Era yo aun un pequeño niño cuando ya comenzaron a aparecer en mi vida los ataques de histeria que lastiman mi rostro. Primero uñas, luego el dolor y concluía con la sangre, esta era una de mis primeras manifestaciones emocionales que utilice. Desde esa faceta de mi vida ya me solía aburrir con facilidad, por lo cual cambiaba rutinariamente a cosas como los clásicos chocando contra los muros de una inocente guarida, la cual hacia temblar hasta las columnas de su cansancio por el temor que creaba en el ambiente de vecinos los gritos de un pequeño niño.
Unos cuantos años expuesto dictatorialmente a la sociedad bastaron para que mi mente construyera los muros de los parámetros. En mi infancia cada brisa era un empujón al columpio de mi imanación; cada árbol era tan único que ameritaba que me detuviese para admirarlo y si las energías y autoridades lo permitían incluso conquistarlo; un detalle era una celebración; e incluso las lágrimas de dolor me traían al fin y al cabo felicidad disfrazada de atención.
Ahora ya mayor, -mirame tu-, la histeria sigue en mi; tan fuerte como en mi comienzo y tan reprimida como la sociedad. Reflexiono, pienso, intento entender el por qué, -¿Qué te pasa?- preguntas, -ya casi lo se-.

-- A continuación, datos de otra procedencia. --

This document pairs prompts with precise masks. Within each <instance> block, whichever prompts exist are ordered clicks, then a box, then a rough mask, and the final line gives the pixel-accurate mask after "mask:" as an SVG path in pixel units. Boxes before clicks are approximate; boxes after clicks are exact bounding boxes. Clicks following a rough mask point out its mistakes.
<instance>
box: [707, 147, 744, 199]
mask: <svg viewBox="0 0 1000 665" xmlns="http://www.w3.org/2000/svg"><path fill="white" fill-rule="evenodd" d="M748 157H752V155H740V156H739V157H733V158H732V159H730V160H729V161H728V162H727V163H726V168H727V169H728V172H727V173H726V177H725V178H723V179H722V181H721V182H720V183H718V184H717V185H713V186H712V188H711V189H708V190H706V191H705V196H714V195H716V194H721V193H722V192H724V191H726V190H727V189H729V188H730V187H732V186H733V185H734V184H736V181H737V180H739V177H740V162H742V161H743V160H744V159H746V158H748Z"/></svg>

Hoy me doy cuenta de que ahora la brisa me ahoga; los árboles se han vuelto ignorados; y no hay detalles, quizás si celebración, pero si llega el dolor, -Oh, si llega el dolor-, no hay atención ni manufacturación.
La ira sumada a la represión físico individual y hasta incluso espiritual generan violencia. Me lleno de violencia, pero mis sentimientos positivos en contradicción al mundo en el que vivo no me permiten desahogarme contigo, por lo cual la mayor cantidad de minutos lo hago conmigo.